Contributing Writer
Nov. 7, 2013
Growing up in a major city, it is hard on many levels to appreciate the complexity of football culture. From a distance; football culture associates basic foods, spare time, and a general lack of anything substantive in the surrounding areas. While this may sound harsh and elitist, travel to Chicago, New York, or San Francisco, and you will have to look long and hard for a high school football game, on a Friday night, and more people in my neighborhood tailgated Shakespeare in the Park than any form of College Football game.
My move to Western Pennsylvania has given me the opportunity to culture myself, and understand to a greater degree what football culture in America really means. Let me say that I understand full well that our student body is not interested in football. I understand that Allegheny College does not fully ingratiate football culture. Allegheny College is not a part of any culture. In fact, Allegheny College strategically middles between many cultures. I am not an expert on Allegheny College’s strategic plan, but I did serve three years as a student-parking attendant for the football team.
I was lucky to watch cars pull into the lot at Robertson Complex 6 hours before game time. Co-workers got their Saturday mornings interrupted and backsides chewed out by parents who did not like the tailgate territories they were assigned. I watched a RV raise a College of Wooster flag that waved higher than any Allegheny academic building stands. While all of this seems absurd on the surface; the crazies were validated. My parking colleagues and I would mosey into the stadium after our job was done, and sure enough Allegheny football games were the epicenter of life in Meadville. Professors, administrators, students, frat stars, valedictorians and everyone else congregated at our humble “stadium.”
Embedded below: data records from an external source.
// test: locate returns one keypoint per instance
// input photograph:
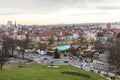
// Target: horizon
(47, 12)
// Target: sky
(59, 11)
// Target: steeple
(15, 27)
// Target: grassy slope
(41, 72)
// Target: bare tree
(24, 45)
(114, 54)
(56, 54)
(4, 52)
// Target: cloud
(49, 6)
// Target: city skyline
(56, 12)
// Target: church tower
(15, 31)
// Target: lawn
(41, 72)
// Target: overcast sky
(59, 11)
No one knows who is watching the game, and certainly fewer care about the outcome of the game, but the place is filled. For a long time I found remedy in the fact that virtually no one, save for the “tailGators”, and a few cleat chasers, cared about the quality of our football team. It took a year of absolute embarrassment to realize that maybe I had it wrong all along.
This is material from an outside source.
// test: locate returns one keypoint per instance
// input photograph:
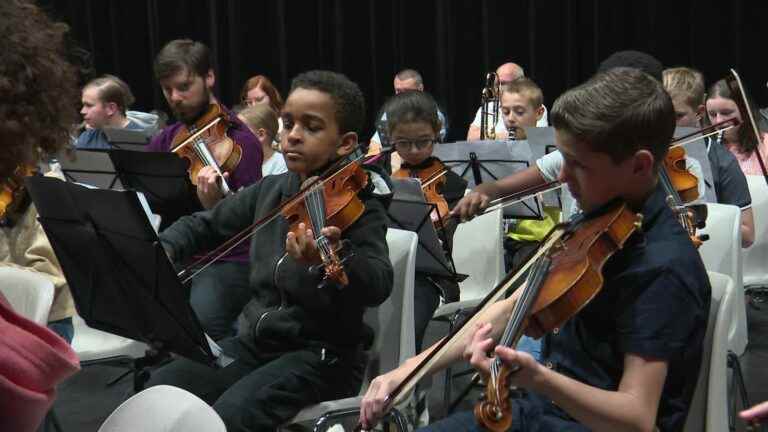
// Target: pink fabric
(748, 162)
(33, 360)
This afternoon I got an e-mail from our athletic director asking me to stop tweeting at her mocking our football team. @bryanweisgal if you’re interested. Our football team lost their homecoming game 65-0, and the club remains winless on the year. Nonetheless, as bad as our football club is, I admit that the AD is right and I should not be behaving in such a way. The point should not be lost however.
One does not have to read Friday Night Lights to understand how large of a role football plays here in rural America. Across the region, we are supposed to take a lot of pride in our football. We do not schedule our homecoming festivities around a school play or a volleyball game. There is a reason why offices are divided up in the athletic department: football coaches one side and everyone else on the other. We do not need the Hardy Boys to tell us that the outcome of the football game is a bit more relevant to the school than the outcome of a track meet or a music recital, or maybe we are just numb too it all.
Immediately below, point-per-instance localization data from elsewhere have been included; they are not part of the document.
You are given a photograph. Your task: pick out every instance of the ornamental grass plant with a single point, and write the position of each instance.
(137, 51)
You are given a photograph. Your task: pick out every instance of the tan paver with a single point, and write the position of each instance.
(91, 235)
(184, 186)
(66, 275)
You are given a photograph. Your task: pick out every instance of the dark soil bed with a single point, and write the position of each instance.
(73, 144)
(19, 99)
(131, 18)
In absolutely every category imaginative, Allegheny College is pretty mediocre. We are the 80 something ranked liberal arts school in the country, per News & World report, have been for years, our acceptance rate is high, and our test-scores average. Even College Prowler awards us more bad reviews than good ones. Our sports teams save for a couple of outliers are pretty average as well. I do not know how we stand in every regard, but walk the campus and you too, will have an outstanding feel of mediocrity. This is no one’s fault, and as disappointing as it is, I have no real solution.
Not to make myself the hero here, but maybe caring about the football team is a place to start. I am not losing sleep over the quality of our football team. I am tweeting at our Athletic Director to get a laugh from my housemates. So we learn that my intentions may not be as strong as desired.
The reality of the situation is that football matters out here. Football matters to incoming students, alumni, and people at other colleges, and it is not just the people with massive flags. The administrators, professors, students, and frat stars at other colleges are surely mocking our institution when they congregate on their Saturdays.